It's Thursday. And the Thing I Love today is MY TOOL BOX.
I have accumulated if you will, a toolbox.
Now, picture the actual tools being metaphorical tools, say, the wrench is PAUSING BEFORE REACTING, and the hammer is SITTING WITH IT.
Not sitting ON it, a la The Fonz. But just having a feeling, SITTING WITH IT, and not having to act on it immediately and from my gut. I've written before about what an asshole I used to be when I first got sober - the first few years there. I wrote about keeping it zipped in the workplace, and what a gift that is to be able to SHUT MY DAMN PIE HOLE.
But SITTING WITH IT for me, means something happens or someone does something to me (most times it's not TO ME anyway) and I just don't react. Similar to pausing, in fact, right after pausing, SITTING WITH IT can mean the time I just digest. And talk to other trusted people about it. Meditate on it. Just FEEL it. It's OK to just FEEL it. Even if it's shitty and I feel so pressed to react, I still SIT WITH IT today. NOT ALWAYS, but so much more than I used to. I used to drink to not feel this stuff. It was too uncomfortable to feel uncomfortable. And guess what? IT STILL IS UNCOMFORTABLE. But today, that is OK. I can still SIT WITH IT and be OK.
It is yet another tool that is in my toolbox of how to deal with being a functioning member of society these days. I never learned these tools until I got sober. It seems so silly and common sensical, but you see people flying off the handle and spreading their bullshit negativity everywhere they go, so it must NOT be that common sensical. I don't want to be that person any more. Because I was. I was angry and I was bitter for a long time. I gut reacted to EVERYTHING. I made everything about my feelings. And guess what? Feelings aren't facts. Most times things aren't even about me, and if I just PAUSE, SIT WITH IT and develop a plan, things go so much more smoothly for me. And for others, for that matter.
I am not that angry, bitter person anymore because I chose to change. I did a lot of hard work on myself that is still on-going and always will be. COPING SKILLS. LIFE TOOLS. Who knew? These tools I've learned through sobriety and I have a chance to make better choices in my life.
It sounds super hippie dippy trippy, but I'm all about love and compassion today.
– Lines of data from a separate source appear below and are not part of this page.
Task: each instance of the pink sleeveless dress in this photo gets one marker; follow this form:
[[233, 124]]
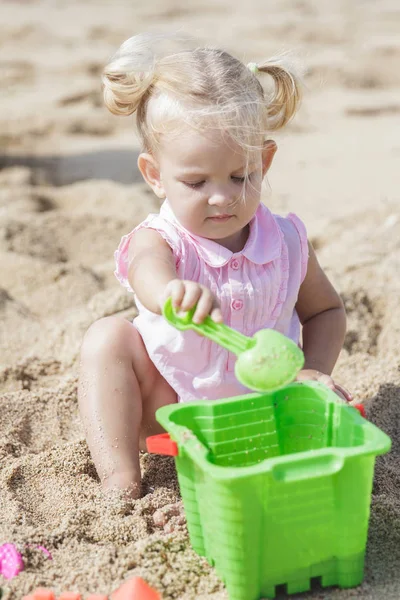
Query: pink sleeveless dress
[[257, 288]]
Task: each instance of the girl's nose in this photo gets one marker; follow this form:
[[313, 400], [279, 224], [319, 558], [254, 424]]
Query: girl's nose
[[221, 197]]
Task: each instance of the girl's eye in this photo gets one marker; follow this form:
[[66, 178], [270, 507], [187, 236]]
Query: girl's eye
[[195, 185]]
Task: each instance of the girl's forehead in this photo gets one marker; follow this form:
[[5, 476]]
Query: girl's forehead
[[189, 147]]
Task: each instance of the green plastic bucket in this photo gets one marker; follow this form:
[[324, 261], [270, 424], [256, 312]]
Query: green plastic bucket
[[276, 487]]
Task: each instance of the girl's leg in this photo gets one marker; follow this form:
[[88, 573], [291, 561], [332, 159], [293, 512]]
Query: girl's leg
[[119, 392]]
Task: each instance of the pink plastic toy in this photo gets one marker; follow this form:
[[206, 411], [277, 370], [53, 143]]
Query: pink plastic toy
[[11, 563]]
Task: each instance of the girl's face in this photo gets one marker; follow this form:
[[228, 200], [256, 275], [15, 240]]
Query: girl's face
[[204, 179]]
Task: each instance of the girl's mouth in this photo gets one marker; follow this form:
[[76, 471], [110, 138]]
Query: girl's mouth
[[220, 218]]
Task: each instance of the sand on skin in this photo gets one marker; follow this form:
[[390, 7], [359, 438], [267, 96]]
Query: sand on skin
[[337, 167]]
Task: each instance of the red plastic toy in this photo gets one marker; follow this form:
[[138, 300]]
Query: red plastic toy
[[133, 589]]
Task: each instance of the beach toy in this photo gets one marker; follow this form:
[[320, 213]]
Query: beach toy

I want to give people the benefit of the doubt and I want to give second chances. Of course, that's where another tool comes out of the tool box, BOUNDARIES. Healthy boundaries protect me. I am responsible for myself. No one else is. PERIOD.
I know, I hear myself talk sometimes and I want to spank my own face, but this shit works you guys! It's all part of letting go and just being happy. Not fighting so hard against everyone and everything has given me freedom to be genuinely happy. Even the shittiest of times doesn't have to be so shitty, if I use my toolbox and don't rely on old behaviors. Old behaviors make me sad and unhappy and miserable to be around. Old behaviors make me drink.